Everyone wants to know how quickly they can get back in the game after a groin pull -- and how soon the pain will go away. But there's no easy answer. Recovery time depends on how serious your groin pull is. It may take four to six weeks, but that's just a rough estimate. People heal at different rates.

In the meantime, switch to a new activity that won't put too much stress on your groin muscles. For instance, runners could try swimming.

Whatever you do, don't rush things. Don't try to return to your old level of physical activity until:

  • You can move your leg on the injured side as freely and as easily as your other leg
  • The leg on your injured side feels as strong as the leg on the uninjured side
  • You feel no pain when you walk, jog, sprint, or jump

If you start pushing yourself before your groin pull is healed, you could re-injure yourself. And if you get further groin pulls, they may be harder to treat and take longer to heal. They can even lead to permanent disability.

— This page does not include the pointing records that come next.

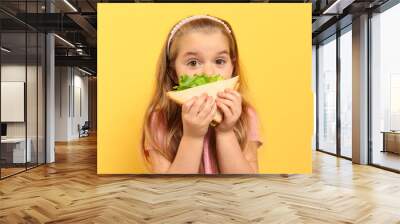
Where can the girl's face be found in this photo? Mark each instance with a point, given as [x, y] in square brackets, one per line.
[201, 52]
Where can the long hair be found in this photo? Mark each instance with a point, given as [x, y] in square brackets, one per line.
[168, 111]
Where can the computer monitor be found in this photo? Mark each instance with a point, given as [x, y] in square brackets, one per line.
[3, 129]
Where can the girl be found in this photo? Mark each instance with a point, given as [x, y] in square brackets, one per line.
[179, 139]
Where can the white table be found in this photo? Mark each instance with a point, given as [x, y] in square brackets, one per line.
[18, 145]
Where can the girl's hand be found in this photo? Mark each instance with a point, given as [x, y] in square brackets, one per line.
[230, 103]
[197, 113]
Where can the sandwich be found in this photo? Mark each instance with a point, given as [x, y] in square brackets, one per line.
[190, 86]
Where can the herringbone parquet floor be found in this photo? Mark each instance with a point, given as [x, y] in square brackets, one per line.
[69, 191]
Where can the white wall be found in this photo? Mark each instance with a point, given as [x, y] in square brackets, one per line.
[70, 83]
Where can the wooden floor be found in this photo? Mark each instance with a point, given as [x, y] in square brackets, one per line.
[69, 191]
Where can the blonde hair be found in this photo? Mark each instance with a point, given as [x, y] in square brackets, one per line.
[166, 77]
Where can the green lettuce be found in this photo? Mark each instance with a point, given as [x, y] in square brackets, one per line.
[186, 81]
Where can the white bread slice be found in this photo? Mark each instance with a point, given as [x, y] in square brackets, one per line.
[180, 97]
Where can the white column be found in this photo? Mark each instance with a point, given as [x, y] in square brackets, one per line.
[360, 90]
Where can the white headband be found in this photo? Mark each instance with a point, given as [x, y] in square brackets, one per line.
[189, 19]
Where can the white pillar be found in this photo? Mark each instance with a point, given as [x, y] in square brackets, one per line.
[360, 89]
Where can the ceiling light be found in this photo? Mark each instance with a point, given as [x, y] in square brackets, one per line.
[337, 7]
[64, 40]
[70, 5]
[5, 50]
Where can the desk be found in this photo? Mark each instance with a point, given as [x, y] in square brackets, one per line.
[16, 147]
[391, 141]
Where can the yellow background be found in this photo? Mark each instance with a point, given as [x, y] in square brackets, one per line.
[275, 52]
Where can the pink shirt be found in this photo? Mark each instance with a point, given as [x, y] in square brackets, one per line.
[209, 164]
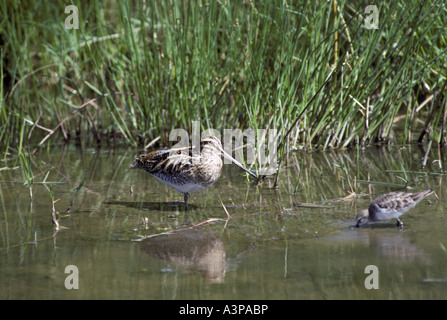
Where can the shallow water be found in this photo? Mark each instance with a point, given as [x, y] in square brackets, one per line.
[129, 241]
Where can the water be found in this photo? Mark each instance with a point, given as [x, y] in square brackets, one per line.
[296, 242]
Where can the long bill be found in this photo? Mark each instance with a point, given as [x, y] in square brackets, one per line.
[226, 155]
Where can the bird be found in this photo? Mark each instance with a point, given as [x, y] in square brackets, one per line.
[186, 172]
[391, 206]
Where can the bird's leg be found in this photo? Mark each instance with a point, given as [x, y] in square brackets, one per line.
[186, 196]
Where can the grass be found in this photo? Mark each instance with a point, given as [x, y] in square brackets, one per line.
[136, 70]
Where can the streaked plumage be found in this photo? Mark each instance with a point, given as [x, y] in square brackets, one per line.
[186, 172]
[391, 206]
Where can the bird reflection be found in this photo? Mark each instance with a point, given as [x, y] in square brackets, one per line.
[197, 249]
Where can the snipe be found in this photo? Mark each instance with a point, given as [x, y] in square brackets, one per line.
[184, 172]
[391, 206]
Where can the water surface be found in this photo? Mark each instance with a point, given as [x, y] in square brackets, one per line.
[129, 241]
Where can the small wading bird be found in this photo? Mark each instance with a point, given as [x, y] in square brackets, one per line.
[184, 172]
[391, 206]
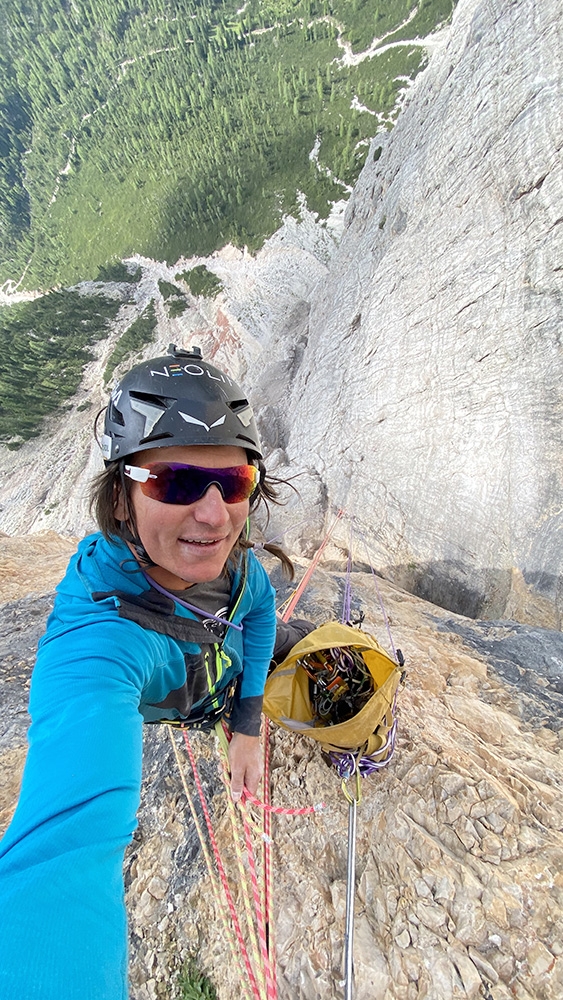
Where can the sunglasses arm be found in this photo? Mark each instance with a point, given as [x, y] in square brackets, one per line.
[137, 474]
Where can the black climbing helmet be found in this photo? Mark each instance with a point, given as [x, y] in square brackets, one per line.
[178, 399]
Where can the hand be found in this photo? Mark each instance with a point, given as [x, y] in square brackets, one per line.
[245, 762]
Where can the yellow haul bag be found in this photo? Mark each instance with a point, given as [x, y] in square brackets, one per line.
[287, 701]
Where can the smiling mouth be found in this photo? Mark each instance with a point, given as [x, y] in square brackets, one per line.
[201, 541]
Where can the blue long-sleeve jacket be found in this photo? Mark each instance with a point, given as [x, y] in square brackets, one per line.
[101, 666]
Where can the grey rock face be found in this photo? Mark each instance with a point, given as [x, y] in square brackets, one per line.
[429, 398]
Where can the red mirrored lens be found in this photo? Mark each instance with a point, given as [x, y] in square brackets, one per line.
[184, 484]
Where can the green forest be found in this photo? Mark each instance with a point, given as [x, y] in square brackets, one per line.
[171, 127]
[44, 347]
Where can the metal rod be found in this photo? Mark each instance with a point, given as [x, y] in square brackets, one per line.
[350, 895]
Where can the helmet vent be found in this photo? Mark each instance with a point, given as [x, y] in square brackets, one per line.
[149, 397]
[115, 415]
[156, 437]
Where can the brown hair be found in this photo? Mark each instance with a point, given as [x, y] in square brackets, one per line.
[112, 484]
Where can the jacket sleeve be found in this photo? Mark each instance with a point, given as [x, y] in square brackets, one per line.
[62, 914]
[259, 632]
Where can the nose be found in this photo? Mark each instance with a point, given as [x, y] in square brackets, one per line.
[211, 507]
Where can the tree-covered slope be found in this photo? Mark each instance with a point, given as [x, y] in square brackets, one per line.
[170, 127]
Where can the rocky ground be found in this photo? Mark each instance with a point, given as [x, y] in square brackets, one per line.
[460, 844]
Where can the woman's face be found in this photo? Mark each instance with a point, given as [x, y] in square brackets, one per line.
[189, 544]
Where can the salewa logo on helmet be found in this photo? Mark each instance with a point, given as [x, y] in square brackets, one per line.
[201, 423]
[169, 371]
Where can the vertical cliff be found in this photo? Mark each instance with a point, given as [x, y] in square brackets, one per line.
[428, 399]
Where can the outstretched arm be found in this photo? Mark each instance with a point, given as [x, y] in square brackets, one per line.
[62, 916]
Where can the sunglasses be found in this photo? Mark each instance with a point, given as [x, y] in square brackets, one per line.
[171, 482]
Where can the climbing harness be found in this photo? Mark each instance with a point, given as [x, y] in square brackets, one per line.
[339, 687]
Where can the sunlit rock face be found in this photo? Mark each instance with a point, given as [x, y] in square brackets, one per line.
[428, 397]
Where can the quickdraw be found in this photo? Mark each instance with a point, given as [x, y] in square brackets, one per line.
[339, 684]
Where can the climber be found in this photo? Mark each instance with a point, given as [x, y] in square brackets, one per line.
[165, 615]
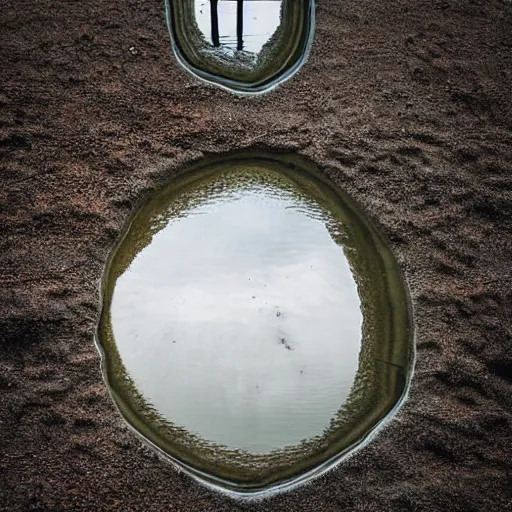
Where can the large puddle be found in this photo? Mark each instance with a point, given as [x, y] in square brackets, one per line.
[255, 327]
[243, 45]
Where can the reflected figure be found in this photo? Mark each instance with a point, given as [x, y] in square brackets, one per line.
[243, 45]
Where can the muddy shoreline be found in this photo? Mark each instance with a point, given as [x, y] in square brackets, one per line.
[405, 105]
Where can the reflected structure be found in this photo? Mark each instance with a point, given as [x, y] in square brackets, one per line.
[255, 327]
[246, 46]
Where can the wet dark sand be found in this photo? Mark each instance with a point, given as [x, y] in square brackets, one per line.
[406, 105]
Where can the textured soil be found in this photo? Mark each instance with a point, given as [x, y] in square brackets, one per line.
[405, 104]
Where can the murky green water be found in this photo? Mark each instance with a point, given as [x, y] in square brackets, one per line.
[246, 46]
[255, 326]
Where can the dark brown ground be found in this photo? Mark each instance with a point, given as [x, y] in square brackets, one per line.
[406, 104]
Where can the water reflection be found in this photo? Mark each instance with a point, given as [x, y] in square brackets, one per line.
[254, 326]
[237, 24]
[244, 45]
[245, 304]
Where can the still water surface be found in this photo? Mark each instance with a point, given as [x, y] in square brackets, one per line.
[241, 321]
[255, 327]
[247, 46]
[259, 20]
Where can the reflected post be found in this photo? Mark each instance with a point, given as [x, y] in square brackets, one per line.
[214, 10]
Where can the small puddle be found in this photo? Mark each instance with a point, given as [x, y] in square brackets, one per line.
[255, 327]
[247, 46]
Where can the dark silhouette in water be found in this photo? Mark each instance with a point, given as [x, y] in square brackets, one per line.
[239, 23]
[215, 22]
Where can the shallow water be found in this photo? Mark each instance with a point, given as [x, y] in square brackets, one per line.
[260, 20]
[250, 326]
[247, 46]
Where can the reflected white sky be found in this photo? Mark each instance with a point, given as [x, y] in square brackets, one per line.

How Can I Prevent Groin Pulls?

Given that groin pulls can be painful and debilitating, the best advice is to prevent them. You should:

  • Always warm up your legs and groin muscles before physical activity. A light jog or other activities to increase body temperature have been shown to reduce risk of muscle stains.
  • Wear shoes with good support that fit well.
  • Always increase the intensity of your physical activity slowly -- no more than a 10% increase a week.
  • Stop exercising if you feel pain or tightness in your groin or the inside of your thigh.
  • Do regular strengthening exercises for your thigh muscles, especially if you've had a groin pull before.

Groin injuries can result from added stress due to weakness elsewhere.  If involved you're in athletics and you have a history of groin injuries, ask your medical professional about activities that can help reduce your risk.